Avez-vous une idée de la quantité d’énergie nécessaire pour chauffer les pièces de notre maison en hiver ? Beaucoup, et les factures nous le rappellent bien. Imaginez maintenant combien il faudrait pour réchauffer tout l’air de la planète de seulement 1°C. Toute cette énergie reste ici, emprisonnée dans l’atmosphère, et se transforme en événements extrêmes au fil du temps.

Sans les émissions de combustibles fossiles, cette vague de chaleur aurait été 3,5°C plus froide. C’est ce que dit le nouveau rapport de la World Weather Attribution (WWA), qui étudie comment la crise climatique influence l’intensité et la probabilité des événements météorologiques extrêmes. Les émissions ont aggravé cette vague de chaleur en Europe. Ce n’est pas une opinion : c’est ce qui ressort des modèles climatiques.

Villes et îlots de chaleur

Les dégâts ont été particulièrement constatés dans les grandes villes, où se forment ce que l’on appelle les îlots de chaleur. La surconstruction n’aide pas dans tout cela. Nous avons mesuré les températures au soleil l’après-midi du 21 juin 2026 sur l’asphalte : plus de 65°C. A l’ombre, toujours sur le bitume, autour de 38°C.

Les villes ne sont pas prêtes à faire face à de tels événements. Il faudrait davantage d’arbres et davantage de verdure urbaine pour abaisser les températures locales et limiter les îlots de chaleur, l’une des principales causes de décès dus à la chaleur. Mais ce n’est pas suffisant.

L’Italie est le pays le plus vulnérable d’Europe

L’Italie souffre plus que quiconque pour une raison précise : nous sommes un pays avec une moyenne d’âge très élevée, autour de 48 ans. 25 % de la population a plus de 65 ans et pour chaque enfant de moins de 6 ans, il y a 6 personnes âgées. A titre de comparaison, l’âge moyen en Europe est de 45 ans, en Asie de 33 ans.

Ce n’est pas un hasard si l’Italie est le pays d’Europe qui compte le plus de décès liés à la chaleur : en moyenne plus de 3 000 par an, devant l’Allemagne et l’Espagne. Et 94 % des régions européennes voient leur situation empirer chaque année.

Les dégâts invisibles

Les vagues de chaleur ne se limitent pas à un coup de chaleur. Ils ont tout frappé en silence.

Ils touchent ceux qui vivent dans des maisons sans climatisation, ceux qui n’ont pas les moyens de rester au frais, ceux qui travaillent dans les champs ou dans la construction et ne peuvent pas s’arrêter. Ils affectent les factures de ceux qui gardent le climatiseur allumé toute la journée. Elles affectent la qualité du sommeil de chacun, car les nuits tropicales – avec des températures minimales supérieures à 20°C – nous empêchent de nous reposer et de récupérer. Ils affectent la santé psychophysique : la littérature scientifique documente une augmentation des hospitalisations psychiatriques d’urgence en période de canicule, pour troubles de l’humeur, comportements suicidaires et troubles anxieux.

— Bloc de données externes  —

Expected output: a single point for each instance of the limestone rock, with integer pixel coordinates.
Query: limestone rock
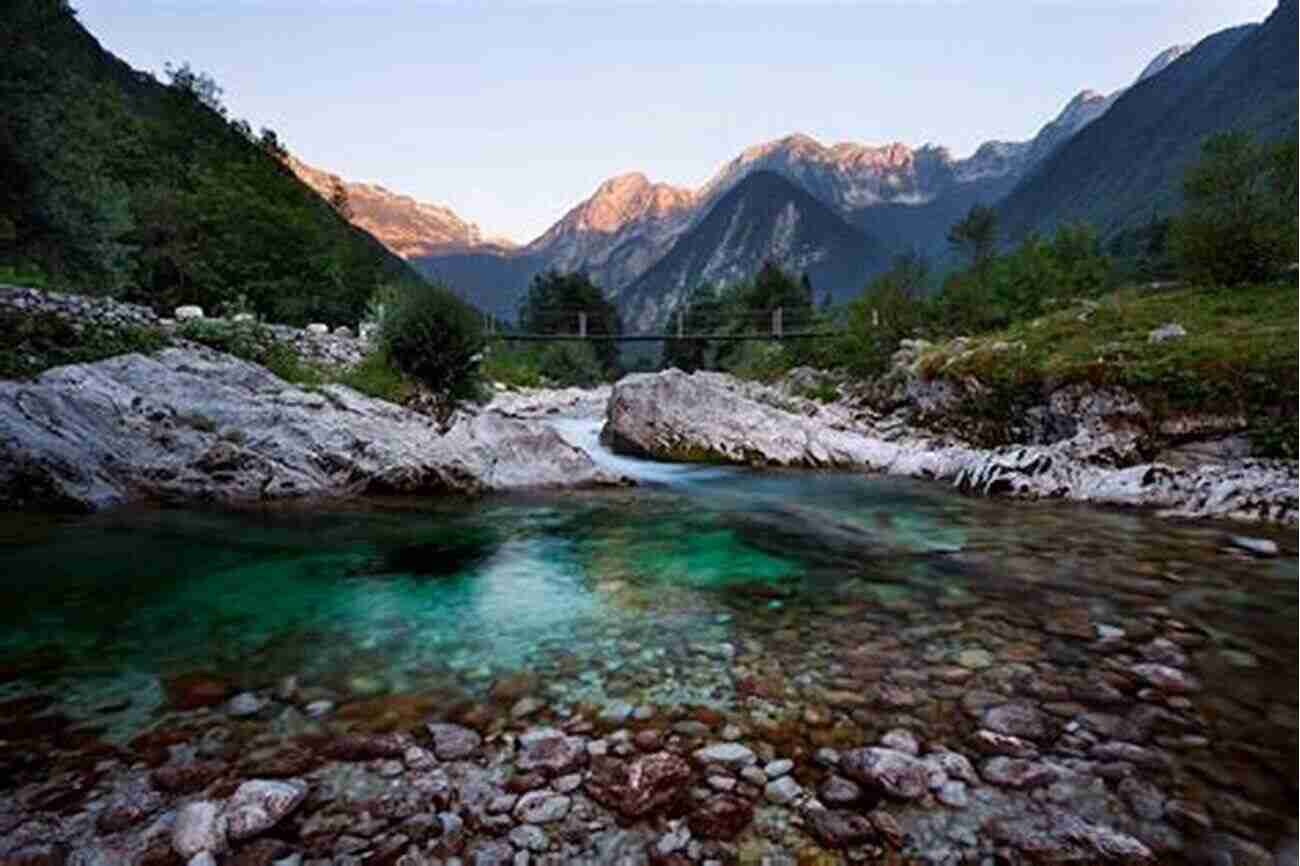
(199, 826)
(453, 741)
(134, 427)
(550, 750)
(1060, 836)
(836, 828)
(260, 804)
(541, 808)
(1017, 773)
(727, 754)
(1095, 457)
(722, 817)
(896, 773)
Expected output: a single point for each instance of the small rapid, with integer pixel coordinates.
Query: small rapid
(585, 433)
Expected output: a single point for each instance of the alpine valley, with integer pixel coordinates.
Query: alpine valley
(840, 212)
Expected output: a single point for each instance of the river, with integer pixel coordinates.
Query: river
(828, 605)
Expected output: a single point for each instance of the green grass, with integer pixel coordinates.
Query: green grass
(31, 343)
(376, 376)
(1239, 356)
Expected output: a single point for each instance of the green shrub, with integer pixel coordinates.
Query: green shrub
(1239, 223)
(436, 338)
(242, 340)
(571, 364)
(512, 364)
(759, 360)
(376, 376)
(287, 364)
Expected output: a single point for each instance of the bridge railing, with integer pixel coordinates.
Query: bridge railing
(581, 324)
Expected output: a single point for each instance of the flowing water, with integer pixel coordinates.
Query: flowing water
(827, 600)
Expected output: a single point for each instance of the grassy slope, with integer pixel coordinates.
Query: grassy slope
(1239, 355)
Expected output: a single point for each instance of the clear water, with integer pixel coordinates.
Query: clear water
(672, 592)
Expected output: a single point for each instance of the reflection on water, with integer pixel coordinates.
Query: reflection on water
(462, 593)
(843, 602)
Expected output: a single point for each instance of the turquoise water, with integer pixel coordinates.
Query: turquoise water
(637, 594)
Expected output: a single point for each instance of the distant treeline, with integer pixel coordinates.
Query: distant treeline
(116, 183)
(1238, 228)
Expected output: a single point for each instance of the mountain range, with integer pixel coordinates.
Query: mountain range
(840, 211)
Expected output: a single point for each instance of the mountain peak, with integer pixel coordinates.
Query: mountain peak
(1162, 60)
(404, 225)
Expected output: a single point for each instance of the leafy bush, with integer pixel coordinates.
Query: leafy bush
(117, 183)
(376, 376)
(436, 338)
(1239, 223)
(31, 343)
(571, 364)
(553, 304)
(512, 364)
(254, 342)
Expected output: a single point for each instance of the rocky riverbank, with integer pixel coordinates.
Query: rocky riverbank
(1088, 445)
(193, 424)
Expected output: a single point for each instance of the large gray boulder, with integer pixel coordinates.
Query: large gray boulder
(715, 418)
(195, 424)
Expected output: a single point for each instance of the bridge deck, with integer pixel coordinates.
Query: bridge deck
(635, 338)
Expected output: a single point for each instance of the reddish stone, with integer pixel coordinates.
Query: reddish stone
(640, 787)
(260, 852)
(720, 817)
(365, 747)
(187, 778)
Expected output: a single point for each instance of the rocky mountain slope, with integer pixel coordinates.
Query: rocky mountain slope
(715, 418)
(404, 225)
(763, 217)
(619, 232)
(1126, 165)
(902, 196)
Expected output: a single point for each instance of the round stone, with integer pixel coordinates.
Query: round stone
(541, 808)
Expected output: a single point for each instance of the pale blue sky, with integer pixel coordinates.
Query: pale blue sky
(511, 113)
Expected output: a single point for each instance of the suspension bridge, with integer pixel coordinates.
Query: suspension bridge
(559, 325)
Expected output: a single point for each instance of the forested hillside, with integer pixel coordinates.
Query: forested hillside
(115, 182)
(1125, 168)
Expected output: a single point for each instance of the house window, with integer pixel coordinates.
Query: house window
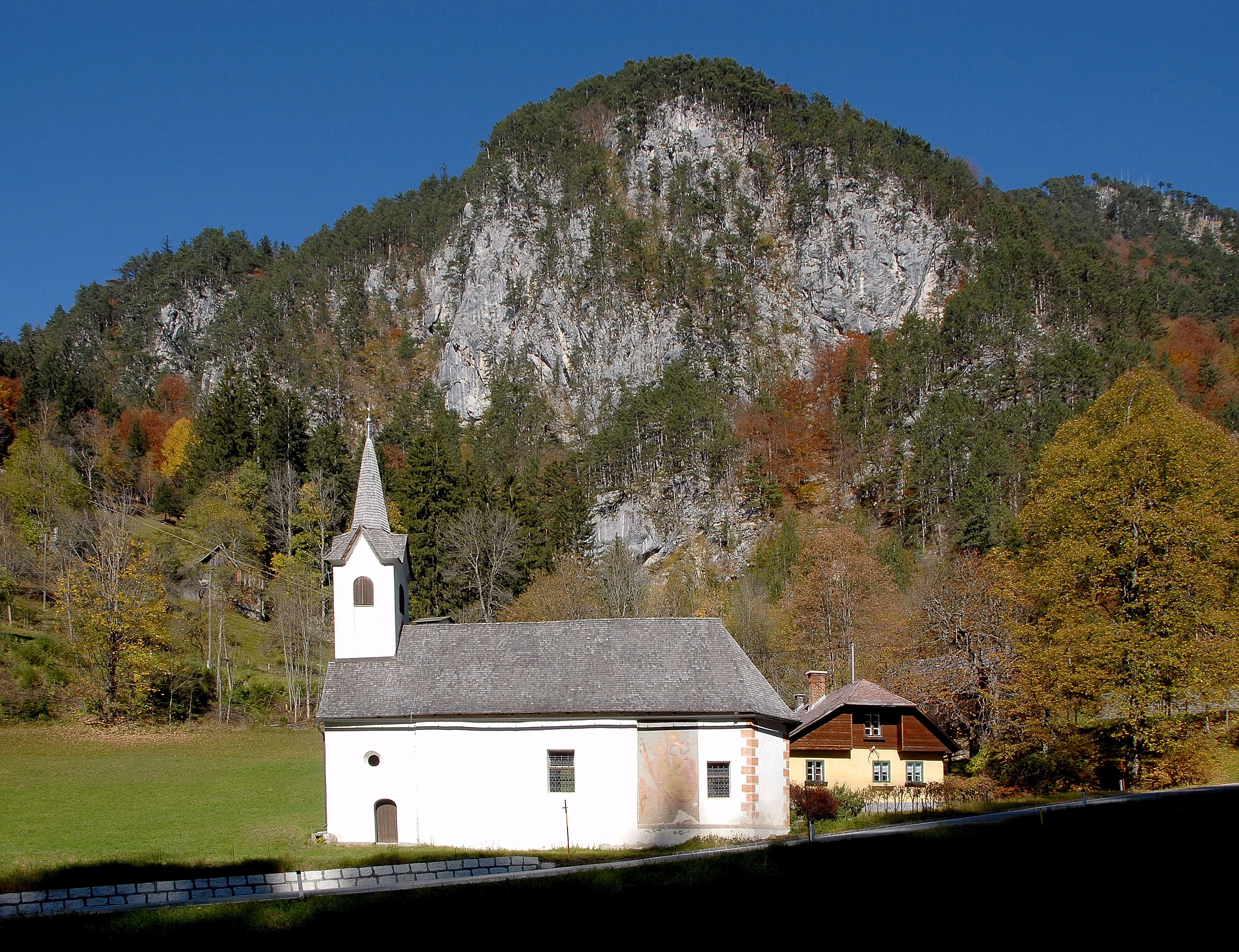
(562, 772)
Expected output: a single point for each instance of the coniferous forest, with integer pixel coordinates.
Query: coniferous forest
(1020, 505)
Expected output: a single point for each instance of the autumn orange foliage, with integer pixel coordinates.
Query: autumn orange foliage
(1207, 369)
(795, 430)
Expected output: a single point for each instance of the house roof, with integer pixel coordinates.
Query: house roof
(370, 511)
(388, 547)
(860, 694)
(863, 694)
(617, 667)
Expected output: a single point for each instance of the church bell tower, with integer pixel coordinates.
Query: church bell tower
(370, 569)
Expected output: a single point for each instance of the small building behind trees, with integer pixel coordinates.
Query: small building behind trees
(865, 736)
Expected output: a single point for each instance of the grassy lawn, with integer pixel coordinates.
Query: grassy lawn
(1063, 878)
(75, 796)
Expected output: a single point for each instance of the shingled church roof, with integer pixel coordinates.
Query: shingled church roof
(370, 515)
(665, 667)
(370, 511)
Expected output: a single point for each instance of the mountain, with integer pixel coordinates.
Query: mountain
(704, 294)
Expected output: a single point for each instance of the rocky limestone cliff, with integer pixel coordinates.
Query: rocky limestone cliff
(518, 281)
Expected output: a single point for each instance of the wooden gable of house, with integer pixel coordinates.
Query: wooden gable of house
(834, 735)
(845, 731)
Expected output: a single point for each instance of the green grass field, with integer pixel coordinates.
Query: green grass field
(75, 796)
(1105, 876)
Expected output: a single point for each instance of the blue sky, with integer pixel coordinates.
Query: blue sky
(126, 123)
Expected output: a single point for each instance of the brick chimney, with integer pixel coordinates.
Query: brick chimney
(819, 686)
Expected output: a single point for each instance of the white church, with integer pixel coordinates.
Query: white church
(531, 736)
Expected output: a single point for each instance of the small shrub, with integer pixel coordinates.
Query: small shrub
(815, 801)
(1185, 763)
(852, 803)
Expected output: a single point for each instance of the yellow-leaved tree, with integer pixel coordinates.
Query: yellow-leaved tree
(1130, 548)
(119, 618)
(176, 447)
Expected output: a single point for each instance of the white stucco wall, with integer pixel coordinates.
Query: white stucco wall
(482, 784)
(371, 631)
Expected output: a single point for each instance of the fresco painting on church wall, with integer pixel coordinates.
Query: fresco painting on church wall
(667, 778)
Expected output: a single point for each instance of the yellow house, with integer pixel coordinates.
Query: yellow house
(864, 736)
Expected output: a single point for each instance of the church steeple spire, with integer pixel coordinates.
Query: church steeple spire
(370, 511)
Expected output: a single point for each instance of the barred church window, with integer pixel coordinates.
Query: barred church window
(718, 779)
(562, 772)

Les vagues de chaleur ne sont pas des anomalies. Ils sont la nouvelle norme.

Que pouvons-nous faire en tant que citoyens individuels

On pense souvent que la contribution d’un seul individu ne suffit pas à changer une tendance. Et c’est vrai qu’un seul comportement ne peut pas changer les choses sur-le-champ. Mais si le changement devient culturel, les choses commencent vraiment à changer. Et pour que cela devienne culturel, il faut que chaque citoyen s’intéresse à la vie commune. Cela peut se faire à deux niveaux.

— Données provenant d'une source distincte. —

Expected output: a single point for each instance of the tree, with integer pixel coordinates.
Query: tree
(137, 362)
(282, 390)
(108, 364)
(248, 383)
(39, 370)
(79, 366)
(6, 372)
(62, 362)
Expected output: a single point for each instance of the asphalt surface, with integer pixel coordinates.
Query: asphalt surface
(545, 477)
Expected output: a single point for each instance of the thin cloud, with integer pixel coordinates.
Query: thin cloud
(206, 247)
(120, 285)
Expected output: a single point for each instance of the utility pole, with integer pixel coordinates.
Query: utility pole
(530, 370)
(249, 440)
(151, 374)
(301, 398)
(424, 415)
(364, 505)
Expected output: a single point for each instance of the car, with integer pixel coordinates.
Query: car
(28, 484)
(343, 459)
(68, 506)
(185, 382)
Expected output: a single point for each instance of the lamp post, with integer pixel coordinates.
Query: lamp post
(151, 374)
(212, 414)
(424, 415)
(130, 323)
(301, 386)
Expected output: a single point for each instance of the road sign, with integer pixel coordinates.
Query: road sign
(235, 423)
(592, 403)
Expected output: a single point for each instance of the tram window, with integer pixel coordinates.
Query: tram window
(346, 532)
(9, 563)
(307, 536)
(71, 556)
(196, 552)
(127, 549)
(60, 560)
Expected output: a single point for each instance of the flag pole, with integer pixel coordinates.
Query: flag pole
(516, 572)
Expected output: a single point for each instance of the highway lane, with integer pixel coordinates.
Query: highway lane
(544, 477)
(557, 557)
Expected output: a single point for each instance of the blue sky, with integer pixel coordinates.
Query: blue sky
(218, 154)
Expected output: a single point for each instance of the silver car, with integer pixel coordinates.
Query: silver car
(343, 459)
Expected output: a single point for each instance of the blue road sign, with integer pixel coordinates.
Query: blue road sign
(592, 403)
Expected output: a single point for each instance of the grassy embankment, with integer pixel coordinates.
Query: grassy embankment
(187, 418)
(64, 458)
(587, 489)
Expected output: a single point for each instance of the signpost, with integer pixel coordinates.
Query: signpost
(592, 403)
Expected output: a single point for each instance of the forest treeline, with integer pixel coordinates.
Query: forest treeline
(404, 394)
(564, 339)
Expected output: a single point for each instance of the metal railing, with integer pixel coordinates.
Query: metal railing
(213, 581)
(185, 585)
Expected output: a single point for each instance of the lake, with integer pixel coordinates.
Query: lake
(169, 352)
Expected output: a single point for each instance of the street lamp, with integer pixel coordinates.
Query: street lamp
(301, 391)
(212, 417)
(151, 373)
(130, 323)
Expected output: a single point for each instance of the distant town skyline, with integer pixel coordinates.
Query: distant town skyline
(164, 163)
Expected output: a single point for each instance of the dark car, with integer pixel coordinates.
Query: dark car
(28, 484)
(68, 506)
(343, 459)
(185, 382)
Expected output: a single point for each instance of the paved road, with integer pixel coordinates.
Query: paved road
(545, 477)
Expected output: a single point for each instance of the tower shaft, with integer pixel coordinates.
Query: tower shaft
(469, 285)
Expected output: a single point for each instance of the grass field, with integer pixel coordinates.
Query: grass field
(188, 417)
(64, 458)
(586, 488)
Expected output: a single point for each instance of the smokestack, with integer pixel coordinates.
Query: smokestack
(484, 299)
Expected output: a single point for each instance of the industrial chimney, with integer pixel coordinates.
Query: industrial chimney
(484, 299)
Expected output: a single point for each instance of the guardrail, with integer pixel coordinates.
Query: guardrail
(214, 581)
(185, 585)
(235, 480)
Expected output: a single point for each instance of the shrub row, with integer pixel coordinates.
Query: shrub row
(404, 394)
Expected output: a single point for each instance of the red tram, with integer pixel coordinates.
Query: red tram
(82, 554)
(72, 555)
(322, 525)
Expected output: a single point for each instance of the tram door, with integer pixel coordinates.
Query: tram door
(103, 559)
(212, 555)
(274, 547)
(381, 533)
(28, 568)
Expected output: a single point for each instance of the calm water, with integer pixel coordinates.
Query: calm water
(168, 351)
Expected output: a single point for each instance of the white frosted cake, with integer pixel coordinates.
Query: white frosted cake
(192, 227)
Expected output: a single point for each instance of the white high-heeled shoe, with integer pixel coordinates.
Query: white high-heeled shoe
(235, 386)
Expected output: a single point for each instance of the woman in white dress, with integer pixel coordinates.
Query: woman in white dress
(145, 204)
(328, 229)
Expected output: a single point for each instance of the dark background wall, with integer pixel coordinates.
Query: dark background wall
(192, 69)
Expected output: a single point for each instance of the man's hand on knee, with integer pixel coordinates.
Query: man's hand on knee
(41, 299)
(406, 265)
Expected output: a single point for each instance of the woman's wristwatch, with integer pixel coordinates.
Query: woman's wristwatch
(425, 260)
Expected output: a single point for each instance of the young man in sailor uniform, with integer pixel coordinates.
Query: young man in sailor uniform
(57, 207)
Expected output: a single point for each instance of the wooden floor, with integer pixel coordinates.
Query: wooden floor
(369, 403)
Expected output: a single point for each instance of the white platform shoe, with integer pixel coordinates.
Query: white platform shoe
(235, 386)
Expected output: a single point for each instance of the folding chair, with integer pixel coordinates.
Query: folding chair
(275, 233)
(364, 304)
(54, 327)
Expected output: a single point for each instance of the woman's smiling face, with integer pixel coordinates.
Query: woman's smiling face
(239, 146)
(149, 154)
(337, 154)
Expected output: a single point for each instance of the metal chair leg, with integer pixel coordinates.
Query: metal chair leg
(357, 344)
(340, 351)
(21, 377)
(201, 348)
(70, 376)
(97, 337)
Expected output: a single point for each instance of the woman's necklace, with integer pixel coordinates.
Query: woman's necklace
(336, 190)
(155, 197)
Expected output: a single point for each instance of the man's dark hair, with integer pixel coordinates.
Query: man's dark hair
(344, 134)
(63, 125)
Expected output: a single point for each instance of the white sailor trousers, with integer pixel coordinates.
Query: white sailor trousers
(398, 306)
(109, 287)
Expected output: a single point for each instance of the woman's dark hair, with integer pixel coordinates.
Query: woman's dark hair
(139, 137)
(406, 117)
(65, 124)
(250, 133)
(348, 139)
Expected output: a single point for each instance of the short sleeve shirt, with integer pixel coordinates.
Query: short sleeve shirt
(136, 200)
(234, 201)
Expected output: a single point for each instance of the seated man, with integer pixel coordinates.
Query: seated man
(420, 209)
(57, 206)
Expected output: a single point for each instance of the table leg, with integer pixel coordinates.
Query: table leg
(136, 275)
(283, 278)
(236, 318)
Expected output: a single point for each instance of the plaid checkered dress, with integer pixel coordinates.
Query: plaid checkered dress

Le premier est personnel: évaluez votre impact environnemental. Ce que nous mangeons, combien nous voyageons, combien de vols intercontinentaux nous prenons, combien de vêtements nous achetons, combien nous gaspillons. Chacun selon ses possibilités.

La seconde est politique: les décisions importantes passent par les institutions, mais c’est nous qui décidons, par le vote, qui nous représentera et quelle vision sur la crise climatique sera portée. En démocratie, la souveraineté appartient au peuple. Et nous sommes le peuple.

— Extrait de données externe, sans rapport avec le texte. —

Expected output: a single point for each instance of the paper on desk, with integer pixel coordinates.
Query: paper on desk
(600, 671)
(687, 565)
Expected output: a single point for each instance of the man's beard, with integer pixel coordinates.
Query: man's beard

Et puis il y a quelque chose qu’on sous-estime souvent : en parler. Dites ces choses à vos amis, à votre famille, sur les réseaux sociaux. Non pas pour convaincre qui que ce soit ou pour tout savoir, mais parce que le changement culturel se produit justement là. Nous avons besoin de plus d’informations, de plus de sensibilisation, de plus de participation.

Il vous suffit d’être des citoyens attentifs et conscients de ce que vous pouvez faire.